In this article the topic of 1817 in the United Kingdom will be addressed from a broad and enriching perspective. The relevance of 1817 in the United Kingdom in different contexts will be analyzed, as well as its impact on current society. Throughout the text, different approaches and points of view on 1817 in the United Kingdom will be explored, with the aim of providing a comprehensive and enriching vision on this topic. In addition, relevant data and illustrative examples will be presented that will allow the reader to gain greater knowledge and understanding about 1817 in the United Kingdom.

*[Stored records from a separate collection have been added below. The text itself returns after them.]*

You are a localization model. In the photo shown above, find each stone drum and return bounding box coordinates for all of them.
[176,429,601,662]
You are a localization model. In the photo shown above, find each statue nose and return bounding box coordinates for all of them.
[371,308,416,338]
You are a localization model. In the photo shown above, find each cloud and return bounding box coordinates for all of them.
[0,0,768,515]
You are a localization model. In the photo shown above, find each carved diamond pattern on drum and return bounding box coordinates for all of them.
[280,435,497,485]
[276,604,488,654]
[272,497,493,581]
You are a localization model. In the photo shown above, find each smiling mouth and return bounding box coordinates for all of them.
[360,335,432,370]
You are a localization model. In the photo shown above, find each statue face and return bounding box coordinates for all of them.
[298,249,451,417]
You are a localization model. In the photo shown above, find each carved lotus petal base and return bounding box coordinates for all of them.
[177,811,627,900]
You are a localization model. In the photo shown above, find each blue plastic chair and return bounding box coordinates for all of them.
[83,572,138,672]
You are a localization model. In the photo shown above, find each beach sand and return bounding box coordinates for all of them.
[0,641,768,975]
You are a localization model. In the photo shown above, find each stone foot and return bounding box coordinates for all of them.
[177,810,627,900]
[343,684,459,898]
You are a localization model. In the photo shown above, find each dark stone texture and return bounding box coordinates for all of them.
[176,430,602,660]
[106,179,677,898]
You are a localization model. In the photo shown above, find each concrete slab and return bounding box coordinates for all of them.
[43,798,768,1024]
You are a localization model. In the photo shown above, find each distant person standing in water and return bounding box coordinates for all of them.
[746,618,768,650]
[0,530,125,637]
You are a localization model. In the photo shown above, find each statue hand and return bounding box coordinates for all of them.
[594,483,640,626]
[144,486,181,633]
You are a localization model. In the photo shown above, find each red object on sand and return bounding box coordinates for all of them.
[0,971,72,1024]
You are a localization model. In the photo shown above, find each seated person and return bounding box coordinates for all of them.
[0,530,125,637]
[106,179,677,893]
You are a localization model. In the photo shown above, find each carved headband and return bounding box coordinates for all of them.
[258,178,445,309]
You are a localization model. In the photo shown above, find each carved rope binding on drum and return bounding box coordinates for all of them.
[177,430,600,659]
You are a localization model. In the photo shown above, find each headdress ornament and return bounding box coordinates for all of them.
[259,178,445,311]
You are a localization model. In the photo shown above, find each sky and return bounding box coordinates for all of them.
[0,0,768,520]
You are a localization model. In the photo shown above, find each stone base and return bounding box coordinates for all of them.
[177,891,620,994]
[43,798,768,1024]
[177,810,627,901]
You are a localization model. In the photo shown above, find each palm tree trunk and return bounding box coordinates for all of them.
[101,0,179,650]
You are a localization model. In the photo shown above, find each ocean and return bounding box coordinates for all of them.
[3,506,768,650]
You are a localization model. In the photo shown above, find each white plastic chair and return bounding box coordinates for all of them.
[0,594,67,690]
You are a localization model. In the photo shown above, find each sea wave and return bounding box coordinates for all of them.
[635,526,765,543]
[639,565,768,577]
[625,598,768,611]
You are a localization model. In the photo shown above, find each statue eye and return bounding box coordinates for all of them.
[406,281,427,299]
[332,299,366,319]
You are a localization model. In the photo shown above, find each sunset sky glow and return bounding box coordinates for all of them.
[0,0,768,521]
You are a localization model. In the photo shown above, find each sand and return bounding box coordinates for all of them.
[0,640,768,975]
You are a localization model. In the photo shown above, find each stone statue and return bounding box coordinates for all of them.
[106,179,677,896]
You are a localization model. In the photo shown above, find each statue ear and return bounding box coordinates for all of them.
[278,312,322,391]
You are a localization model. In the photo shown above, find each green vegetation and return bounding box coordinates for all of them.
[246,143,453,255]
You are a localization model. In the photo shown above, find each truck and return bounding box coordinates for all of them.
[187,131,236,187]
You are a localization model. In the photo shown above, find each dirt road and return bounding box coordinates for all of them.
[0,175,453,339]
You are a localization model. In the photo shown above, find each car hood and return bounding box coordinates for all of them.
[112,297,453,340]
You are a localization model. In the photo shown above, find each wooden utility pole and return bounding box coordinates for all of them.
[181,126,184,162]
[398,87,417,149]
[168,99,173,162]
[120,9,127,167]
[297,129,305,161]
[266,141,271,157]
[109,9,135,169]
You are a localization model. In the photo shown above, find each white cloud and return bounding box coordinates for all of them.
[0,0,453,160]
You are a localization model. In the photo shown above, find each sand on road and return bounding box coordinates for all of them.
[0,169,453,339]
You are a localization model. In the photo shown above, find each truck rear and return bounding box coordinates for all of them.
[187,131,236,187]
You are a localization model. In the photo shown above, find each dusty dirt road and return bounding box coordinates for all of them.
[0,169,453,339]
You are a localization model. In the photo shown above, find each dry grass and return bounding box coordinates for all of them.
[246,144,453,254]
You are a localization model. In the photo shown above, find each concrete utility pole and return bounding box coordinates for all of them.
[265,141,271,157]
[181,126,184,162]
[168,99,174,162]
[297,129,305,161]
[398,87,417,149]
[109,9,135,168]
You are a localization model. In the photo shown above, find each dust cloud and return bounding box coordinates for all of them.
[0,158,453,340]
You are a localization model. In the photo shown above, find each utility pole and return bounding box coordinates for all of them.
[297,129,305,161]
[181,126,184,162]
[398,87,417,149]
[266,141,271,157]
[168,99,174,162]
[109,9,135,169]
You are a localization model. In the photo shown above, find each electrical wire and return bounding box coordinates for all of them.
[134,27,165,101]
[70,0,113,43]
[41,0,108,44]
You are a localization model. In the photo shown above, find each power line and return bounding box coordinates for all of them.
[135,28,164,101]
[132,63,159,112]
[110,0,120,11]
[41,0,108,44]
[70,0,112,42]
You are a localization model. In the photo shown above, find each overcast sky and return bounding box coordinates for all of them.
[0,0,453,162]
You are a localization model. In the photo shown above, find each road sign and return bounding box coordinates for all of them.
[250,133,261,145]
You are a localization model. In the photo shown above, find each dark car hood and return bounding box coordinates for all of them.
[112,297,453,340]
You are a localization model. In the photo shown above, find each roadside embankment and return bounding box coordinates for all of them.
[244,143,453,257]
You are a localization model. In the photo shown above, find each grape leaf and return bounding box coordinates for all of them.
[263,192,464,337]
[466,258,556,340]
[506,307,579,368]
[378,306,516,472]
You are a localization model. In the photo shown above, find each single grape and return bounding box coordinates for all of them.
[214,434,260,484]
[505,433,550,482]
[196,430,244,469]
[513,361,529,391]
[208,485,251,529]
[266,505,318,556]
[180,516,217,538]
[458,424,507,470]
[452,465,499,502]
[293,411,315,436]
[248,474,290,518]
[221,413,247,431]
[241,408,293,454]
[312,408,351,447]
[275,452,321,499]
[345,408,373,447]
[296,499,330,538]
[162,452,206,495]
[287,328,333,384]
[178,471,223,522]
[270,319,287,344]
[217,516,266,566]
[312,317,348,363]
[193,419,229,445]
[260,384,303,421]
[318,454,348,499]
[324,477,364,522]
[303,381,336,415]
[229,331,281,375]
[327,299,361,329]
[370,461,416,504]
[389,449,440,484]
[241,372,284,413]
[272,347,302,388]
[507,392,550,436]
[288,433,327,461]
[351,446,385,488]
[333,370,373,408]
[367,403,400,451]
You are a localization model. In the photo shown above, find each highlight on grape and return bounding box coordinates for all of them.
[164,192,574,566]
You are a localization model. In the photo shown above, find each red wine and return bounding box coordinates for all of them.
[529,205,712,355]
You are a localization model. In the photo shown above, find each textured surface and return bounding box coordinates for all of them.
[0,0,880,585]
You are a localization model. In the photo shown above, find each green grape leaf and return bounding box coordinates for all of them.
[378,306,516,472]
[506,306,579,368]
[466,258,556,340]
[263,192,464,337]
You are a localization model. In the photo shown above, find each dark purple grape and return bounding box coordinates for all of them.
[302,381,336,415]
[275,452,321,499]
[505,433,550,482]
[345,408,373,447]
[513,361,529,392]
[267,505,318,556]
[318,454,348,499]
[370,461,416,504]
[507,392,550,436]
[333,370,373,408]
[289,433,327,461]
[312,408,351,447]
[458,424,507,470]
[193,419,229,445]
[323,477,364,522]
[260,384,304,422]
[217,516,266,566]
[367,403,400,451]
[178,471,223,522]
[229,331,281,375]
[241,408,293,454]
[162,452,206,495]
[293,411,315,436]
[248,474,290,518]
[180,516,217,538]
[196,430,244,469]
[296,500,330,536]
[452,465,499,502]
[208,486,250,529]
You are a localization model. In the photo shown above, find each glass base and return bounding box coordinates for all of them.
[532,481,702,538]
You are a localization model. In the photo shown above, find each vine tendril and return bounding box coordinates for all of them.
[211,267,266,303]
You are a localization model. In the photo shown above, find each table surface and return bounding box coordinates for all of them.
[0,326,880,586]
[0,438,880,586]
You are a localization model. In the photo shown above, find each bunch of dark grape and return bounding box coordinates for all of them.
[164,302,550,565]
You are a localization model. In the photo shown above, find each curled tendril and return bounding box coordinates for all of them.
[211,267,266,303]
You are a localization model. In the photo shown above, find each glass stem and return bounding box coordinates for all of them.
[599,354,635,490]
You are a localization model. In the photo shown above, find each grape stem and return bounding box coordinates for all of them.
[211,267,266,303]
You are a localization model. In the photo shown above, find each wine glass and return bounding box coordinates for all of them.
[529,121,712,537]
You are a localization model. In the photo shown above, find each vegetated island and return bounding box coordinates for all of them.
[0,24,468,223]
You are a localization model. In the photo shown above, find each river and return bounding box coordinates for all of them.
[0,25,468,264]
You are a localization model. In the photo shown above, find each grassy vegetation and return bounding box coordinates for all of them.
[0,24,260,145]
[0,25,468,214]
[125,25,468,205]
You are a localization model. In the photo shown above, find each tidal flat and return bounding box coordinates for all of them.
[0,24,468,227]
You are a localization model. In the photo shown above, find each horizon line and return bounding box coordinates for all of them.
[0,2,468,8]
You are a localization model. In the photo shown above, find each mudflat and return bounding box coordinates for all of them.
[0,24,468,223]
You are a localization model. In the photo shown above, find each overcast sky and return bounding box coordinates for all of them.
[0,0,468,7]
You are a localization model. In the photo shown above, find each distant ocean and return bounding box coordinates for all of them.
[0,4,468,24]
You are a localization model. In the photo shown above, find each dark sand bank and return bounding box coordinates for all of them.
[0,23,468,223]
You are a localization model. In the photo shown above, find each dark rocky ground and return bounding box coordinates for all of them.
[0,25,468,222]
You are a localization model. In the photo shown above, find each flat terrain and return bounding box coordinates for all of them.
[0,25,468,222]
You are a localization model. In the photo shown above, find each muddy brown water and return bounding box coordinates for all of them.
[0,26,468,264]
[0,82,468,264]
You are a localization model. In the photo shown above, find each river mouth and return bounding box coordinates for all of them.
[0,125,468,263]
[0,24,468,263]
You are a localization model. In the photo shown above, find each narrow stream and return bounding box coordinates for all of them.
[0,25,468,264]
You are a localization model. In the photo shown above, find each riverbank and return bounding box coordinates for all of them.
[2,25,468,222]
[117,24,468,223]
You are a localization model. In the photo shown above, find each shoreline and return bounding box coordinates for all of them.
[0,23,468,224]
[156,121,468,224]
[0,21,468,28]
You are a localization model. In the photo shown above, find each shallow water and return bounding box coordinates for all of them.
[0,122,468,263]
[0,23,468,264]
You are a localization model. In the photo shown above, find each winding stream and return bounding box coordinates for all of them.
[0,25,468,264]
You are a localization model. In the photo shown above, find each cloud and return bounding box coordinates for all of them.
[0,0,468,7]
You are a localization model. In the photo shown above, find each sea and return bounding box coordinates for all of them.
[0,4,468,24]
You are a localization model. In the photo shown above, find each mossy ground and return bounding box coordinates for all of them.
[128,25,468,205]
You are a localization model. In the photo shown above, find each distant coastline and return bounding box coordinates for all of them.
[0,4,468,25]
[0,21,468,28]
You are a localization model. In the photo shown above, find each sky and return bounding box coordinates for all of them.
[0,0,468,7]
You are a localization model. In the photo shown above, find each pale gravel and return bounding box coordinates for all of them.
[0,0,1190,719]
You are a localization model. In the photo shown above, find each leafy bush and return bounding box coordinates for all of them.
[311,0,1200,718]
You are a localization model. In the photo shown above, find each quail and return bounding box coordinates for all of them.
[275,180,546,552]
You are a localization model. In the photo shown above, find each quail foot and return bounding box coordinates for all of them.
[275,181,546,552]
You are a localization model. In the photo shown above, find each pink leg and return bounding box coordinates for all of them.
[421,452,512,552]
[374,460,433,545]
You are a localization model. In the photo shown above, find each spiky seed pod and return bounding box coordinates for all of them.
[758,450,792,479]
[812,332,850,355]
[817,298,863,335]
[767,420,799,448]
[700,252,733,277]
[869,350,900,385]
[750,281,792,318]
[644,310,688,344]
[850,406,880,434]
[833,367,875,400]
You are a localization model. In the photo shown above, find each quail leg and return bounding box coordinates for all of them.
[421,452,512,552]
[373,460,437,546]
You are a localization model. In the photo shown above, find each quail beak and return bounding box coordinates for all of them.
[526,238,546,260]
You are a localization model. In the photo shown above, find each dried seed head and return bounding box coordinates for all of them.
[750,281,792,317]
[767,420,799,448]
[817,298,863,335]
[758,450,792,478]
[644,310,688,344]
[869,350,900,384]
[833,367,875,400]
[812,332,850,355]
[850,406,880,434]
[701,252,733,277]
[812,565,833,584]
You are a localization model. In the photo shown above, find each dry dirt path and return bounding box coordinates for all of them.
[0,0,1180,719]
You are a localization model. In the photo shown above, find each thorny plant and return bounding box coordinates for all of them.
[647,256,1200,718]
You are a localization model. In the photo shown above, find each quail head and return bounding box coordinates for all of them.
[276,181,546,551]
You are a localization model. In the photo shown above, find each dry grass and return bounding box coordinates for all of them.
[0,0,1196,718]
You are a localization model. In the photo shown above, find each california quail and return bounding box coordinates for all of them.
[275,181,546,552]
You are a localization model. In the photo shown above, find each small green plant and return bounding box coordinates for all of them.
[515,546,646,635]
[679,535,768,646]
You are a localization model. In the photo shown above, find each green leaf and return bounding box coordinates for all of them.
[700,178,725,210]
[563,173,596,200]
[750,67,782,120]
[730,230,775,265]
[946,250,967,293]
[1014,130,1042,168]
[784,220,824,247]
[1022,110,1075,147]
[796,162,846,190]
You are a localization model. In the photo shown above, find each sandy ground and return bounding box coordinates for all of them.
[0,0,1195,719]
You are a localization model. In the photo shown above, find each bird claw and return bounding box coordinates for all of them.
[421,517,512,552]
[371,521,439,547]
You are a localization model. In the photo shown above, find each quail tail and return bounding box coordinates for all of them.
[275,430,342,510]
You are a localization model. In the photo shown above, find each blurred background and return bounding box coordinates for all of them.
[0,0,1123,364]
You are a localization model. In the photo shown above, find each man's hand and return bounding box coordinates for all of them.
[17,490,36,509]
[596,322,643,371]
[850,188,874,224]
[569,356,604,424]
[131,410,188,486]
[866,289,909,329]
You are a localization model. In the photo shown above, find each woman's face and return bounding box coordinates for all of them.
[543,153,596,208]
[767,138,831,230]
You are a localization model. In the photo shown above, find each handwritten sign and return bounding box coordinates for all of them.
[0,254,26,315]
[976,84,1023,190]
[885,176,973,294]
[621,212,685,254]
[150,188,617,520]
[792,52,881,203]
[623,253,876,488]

1 April – Blackwood's Magazine is launched as the Edinburgh Monthly Magazine, a Tory publication. In October the publisher, William Blackwood, relaunches it as Blackwood's Edinburgh Magazine.
18–20 December – William Hone successfully defends himself in a London court on charges arising from his publication of political satires.
December – publication together of Jane Austen's first and last completed novels, respectively Northanger Abbey and Persuasion, by John Murray in London (dated 1818), six months after the author's death at Winchester. Her brother Henry Austen contributes a biographical note which for the first time publicly identifies her as the author of all her (previously anonymous) novels.
Thomas Rickman's An Attempt to discriminate the Styles of English Architecture from the Conquest to the Reformation, the first systematic treatise on Gothic architecture.